Finally, the a category, which would typically seem to correspond with nouns and adjectives, also does not have any distinguished behavior compared to classes b, c, and d. Relation words and event words can be left out, and you can have a complete sentence that consists only of class-a semantic noun-jectives, which are asserted to exist and to have some unspecified relation to some unspecified event[1]. In WSL, role markers are obligatory, but here we have the extra "& ∃r. r(x,y)" in the interpretation of phrases just to account for the case where words with the semantics of a role marker are missing.
On the other hand, you can also leave out all class-a words, and have a complete sentence that consists only of class-b relations; and the same applies to the last two classes of event words as well. Finally, there are no selection rules that cause a word of any of the four classes to disallow the use of any other particular class in the same phrase or sentence; some combinations of words may be contradictory or nonsensical, but every string of words is grammatical, and can be interpreted.

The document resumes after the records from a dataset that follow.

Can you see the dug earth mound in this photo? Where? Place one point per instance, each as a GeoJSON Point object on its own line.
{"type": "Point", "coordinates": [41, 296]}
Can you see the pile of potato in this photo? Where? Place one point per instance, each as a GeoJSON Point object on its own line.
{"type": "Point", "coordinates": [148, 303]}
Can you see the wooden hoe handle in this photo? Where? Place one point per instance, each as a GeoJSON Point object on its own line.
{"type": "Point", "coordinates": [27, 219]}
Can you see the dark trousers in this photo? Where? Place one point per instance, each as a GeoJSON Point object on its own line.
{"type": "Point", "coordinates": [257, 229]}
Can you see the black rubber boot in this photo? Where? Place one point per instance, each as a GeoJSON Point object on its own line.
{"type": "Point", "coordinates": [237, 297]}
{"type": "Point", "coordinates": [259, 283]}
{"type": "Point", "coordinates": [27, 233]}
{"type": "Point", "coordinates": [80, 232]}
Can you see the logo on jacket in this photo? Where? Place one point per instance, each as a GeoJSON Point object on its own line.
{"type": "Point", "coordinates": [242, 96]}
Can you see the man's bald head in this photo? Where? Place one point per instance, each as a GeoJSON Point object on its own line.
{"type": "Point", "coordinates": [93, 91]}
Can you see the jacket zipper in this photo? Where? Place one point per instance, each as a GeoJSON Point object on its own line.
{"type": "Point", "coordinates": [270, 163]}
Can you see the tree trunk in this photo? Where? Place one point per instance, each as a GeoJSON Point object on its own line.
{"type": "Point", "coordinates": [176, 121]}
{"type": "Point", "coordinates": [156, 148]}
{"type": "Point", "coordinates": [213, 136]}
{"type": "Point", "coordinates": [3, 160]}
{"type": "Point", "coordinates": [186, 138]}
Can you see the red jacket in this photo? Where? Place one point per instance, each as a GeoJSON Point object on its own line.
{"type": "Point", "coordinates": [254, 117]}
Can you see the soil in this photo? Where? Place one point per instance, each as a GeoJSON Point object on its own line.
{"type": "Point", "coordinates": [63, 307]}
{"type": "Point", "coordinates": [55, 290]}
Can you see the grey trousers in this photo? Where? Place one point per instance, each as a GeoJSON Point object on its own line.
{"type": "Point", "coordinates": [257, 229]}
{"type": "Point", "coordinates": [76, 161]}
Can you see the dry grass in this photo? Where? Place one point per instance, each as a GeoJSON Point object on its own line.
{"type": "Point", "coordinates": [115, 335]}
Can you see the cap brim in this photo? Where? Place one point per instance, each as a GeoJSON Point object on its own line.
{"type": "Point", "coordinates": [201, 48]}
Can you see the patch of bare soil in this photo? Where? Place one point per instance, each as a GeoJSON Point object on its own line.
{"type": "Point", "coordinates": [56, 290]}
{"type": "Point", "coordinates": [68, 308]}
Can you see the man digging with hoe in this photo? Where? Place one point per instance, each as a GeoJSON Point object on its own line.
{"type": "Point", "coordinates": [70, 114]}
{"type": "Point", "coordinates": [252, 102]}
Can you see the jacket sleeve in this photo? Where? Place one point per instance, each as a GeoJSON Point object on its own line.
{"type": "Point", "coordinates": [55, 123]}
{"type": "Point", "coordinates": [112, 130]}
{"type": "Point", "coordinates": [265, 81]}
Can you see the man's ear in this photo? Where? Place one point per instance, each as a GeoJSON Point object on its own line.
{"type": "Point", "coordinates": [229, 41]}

It should also be possible to represent quantifiers in this framework, as totally undistinguished words at the syntactic level which merely happen to have another different internal structure in their lexical semantics. This would allow getting rid of some of the built-in existential quantifiers, but will first require removing a few layers of abstraction from my current semantic notation in order to uncover the set-theoretic mechanics of generalized quantifiers. My efforts to that effect are detailed in this follow-up post.

Next, I'd like to figure out some useful application for stress-marked focus, which could be indicated orthographically with Capital Letters or something. That will take some thinking, since English examples often rely on the semantics of some focus-sensitive lexical item, and using it that way would provide a good argument for recognizing focus-sensitive items as a second part-of-speech. But some really simple rising/falling intonation gets us pretty dang far doing nothing but marking linear phrase boundaries!

[1]  Which means that elliptical answers to questions aren't actually elliptical at all- they're still complete grammatical sentences!